Kasus penipuan jual beli kontrakan murah di kawasan Kranji, Jakasampurna, Bekasi Barat bikin geger warga. Modusnya? Tawaran harga miring yang bikin ngiler siapa pun yang lagi cari properti.
Tapi di balik harga yang terlalu bagus buat jadi kenyataan, ternyata ada jebakan licik yang nunggu di ujung transaksi! Salah satu korban, Henry Idris (45), ngaku awalnya tertarik dari iklan Facebook.
Di sana ada seorang wanita berinisial Y yang promosiin enam unit kontrakan cuma Rp100 juta! Henry yang tergiur langsung deal buat beli dua unit. Ia kemudian dikenalkan ke wanita berinisial K, yang ngakunya pemilik kontrakan.
Si K ini bilang kontrakannya pakai dokumen girik, tapi tetep aja Henry lanjut karena harganya terlalu menggoda. Bahkan ada seseorang yang diklaim sebagai "notaris" di lokasi transaksi. Tapi belakangan baru ketahuan, notaris itu gadungan!
Cerita tragis juga datang dari korban lain, Sumardi (60). Ia setor uang Rp 100 juta untuk dua unit kontrakan, tapi AJB tak kunjung datang. Saat ngecek ke lokasi, dia syok! Bangunan kontrakan sudah rata sama tanah!
Ternyata dua unit itu malah dibongkar sendiri oleh kakak si pelaku. Katanya sih, daripada korban makin banyak, mending dibongkar sekalian. Usut punya usut, ternyata enam unit kontrakan itu warisan keluarga, milik tiga bersaudara.
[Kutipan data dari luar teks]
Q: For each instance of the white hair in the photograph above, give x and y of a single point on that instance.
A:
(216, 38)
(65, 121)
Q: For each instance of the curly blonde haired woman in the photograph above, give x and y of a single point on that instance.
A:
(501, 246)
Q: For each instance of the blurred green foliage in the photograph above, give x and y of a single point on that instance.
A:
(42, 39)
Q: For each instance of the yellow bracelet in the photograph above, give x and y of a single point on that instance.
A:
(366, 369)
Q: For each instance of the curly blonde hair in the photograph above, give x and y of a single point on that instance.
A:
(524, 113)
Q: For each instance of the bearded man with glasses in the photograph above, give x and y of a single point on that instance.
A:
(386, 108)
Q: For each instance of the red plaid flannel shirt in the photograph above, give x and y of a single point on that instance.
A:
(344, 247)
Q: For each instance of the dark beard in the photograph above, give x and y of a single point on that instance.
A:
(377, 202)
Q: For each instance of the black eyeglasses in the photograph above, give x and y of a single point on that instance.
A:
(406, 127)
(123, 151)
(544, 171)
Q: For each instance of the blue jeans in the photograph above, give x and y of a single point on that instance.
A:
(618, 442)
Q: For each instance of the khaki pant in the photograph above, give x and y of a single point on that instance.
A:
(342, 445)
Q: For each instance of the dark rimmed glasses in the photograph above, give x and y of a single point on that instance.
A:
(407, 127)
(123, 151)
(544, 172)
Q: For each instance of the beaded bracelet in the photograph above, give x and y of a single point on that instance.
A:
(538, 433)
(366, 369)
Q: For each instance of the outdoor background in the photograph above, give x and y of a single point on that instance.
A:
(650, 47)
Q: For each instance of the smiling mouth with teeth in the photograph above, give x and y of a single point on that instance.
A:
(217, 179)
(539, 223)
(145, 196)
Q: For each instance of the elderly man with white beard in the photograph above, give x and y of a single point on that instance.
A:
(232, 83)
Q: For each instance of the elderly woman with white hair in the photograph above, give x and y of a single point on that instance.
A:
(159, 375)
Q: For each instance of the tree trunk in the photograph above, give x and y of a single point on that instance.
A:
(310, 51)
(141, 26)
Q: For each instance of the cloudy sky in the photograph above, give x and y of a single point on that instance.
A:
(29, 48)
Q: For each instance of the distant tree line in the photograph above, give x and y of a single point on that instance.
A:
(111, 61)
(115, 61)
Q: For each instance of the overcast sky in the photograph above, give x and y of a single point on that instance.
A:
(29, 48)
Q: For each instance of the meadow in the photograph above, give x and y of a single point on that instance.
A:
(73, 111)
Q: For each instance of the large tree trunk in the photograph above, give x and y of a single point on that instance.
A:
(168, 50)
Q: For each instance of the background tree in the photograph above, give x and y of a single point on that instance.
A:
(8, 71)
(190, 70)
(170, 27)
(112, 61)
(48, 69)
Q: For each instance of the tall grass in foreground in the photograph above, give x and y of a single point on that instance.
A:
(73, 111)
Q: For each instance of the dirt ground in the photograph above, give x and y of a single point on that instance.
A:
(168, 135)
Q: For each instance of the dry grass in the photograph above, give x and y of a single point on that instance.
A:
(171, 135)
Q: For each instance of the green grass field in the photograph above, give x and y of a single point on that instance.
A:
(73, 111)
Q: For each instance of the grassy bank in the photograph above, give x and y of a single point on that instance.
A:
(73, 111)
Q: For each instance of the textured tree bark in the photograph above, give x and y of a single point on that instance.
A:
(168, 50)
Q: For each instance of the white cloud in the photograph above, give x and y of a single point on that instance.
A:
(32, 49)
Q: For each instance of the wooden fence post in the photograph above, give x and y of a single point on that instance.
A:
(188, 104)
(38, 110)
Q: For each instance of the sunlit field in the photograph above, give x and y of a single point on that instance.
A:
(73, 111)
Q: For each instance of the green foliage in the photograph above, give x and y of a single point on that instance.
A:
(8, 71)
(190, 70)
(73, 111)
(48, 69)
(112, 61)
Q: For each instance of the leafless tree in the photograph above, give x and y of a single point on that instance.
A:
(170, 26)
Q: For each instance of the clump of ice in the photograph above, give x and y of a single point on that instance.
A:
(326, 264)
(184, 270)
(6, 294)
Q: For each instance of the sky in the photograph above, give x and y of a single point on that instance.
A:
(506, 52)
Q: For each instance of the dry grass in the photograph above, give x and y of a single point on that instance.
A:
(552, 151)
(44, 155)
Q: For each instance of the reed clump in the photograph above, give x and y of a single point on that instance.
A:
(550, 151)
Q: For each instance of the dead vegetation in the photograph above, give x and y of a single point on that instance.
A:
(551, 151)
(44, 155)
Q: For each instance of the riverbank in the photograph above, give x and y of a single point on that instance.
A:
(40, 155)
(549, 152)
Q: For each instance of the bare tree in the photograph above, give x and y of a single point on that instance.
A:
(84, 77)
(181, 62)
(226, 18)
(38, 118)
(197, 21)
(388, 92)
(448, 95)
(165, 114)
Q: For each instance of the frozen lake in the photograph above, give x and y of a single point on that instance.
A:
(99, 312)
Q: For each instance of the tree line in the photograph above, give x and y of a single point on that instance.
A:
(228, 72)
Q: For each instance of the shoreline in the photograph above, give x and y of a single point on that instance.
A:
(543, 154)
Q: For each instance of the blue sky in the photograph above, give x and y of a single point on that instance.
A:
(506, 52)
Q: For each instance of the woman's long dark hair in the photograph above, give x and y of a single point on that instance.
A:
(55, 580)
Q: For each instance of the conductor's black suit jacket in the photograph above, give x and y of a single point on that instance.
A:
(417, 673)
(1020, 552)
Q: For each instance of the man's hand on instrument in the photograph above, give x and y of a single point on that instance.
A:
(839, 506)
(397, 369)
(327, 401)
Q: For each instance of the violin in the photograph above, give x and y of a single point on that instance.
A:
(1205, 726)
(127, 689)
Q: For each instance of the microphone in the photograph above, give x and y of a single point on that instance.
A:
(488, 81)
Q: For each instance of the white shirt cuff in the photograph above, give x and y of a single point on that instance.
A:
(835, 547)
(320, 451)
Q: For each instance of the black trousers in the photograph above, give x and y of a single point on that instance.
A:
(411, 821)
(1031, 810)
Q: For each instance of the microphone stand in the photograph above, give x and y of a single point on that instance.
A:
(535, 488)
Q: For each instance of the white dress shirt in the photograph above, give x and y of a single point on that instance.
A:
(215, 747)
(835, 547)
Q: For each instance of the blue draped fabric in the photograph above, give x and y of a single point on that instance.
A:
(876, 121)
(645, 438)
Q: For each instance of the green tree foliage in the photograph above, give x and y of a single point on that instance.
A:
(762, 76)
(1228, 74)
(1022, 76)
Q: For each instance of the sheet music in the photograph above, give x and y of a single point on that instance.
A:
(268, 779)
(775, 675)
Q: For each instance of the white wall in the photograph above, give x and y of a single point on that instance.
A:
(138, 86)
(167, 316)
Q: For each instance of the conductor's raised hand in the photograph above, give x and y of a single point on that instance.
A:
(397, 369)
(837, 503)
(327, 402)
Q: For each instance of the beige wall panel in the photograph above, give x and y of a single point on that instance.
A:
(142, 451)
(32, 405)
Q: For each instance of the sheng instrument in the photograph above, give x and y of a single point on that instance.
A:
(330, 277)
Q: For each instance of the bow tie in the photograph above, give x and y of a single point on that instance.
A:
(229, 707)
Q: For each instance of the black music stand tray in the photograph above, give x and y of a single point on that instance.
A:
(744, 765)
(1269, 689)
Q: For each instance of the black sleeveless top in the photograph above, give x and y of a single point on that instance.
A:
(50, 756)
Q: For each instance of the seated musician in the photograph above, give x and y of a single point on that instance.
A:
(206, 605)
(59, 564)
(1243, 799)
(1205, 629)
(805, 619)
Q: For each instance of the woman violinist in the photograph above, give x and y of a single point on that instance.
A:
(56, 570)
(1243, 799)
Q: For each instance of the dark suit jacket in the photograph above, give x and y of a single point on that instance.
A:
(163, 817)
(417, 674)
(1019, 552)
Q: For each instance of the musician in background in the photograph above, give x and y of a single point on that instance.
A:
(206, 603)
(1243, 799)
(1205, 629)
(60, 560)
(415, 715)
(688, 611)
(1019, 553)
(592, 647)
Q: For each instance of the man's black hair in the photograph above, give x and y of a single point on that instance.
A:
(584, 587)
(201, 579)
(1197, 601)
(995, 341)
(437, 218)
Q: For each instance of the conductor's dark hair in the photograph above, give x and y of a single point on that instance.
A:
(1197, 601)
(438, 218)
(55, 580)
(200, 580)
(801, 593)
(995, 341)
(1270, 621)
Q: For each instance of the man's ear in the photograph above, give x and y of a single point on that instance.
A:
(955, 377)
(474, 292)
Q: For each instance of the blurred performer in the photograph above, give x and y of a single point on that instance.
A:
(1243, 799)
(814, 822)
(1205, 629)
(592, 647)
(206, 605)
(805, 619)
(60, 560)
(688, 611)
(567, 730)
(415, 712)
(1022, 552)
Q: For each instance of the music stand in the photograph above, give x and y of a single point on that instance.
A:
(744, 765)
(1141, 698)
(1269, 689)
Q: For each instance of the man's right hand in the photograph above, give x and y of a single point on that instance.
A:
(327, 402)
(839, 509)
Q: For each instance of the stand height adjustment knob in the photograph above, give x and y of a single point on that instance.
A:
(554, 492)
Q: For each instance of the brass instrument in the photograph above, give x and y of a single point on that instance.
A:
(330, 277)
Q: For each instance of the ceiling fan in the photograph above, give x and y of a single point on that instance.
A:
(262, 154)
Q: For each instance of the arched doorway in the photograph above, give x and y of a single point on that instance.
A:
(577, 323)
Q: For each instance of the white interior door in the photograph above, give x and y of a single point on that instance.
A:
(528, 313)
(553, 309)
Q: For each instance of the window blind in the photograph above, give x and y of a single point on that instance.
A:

Tapi si pelaku, yang kabur sejak 30 Juni 2025, nekat jualin semua unit, termasuk yang bukan miliknya! Dia bahkan memalsukan stempel dan tanda tangan RW buat meyakinkan korban, biar dokumen AJB-nya kelihatan legal.
Ketua RW setempat, Fikri Ferdiansyah, sampai bilang siap ambil langkah hukum karena dokumen palsunya bawa-bawa nama pengurus lingkungan. Para korban akhirnya melapor ke Polda Metro Jaya dan Polres Metro Bekasi Kota. Kerugian? Gak main-main, ratusan juta rupiah, dan tersebar dari Bekasi sampai Jakarta dan Lampung.
Kasus penipuan kontrakan murah di Bekasi jadi pelajaran penting buat lebih waspada dalam urusan properti. Jangan langsung percaya harga miring, apalagi kalau prosesnya gak transparan dan dokumennya mencurigakan.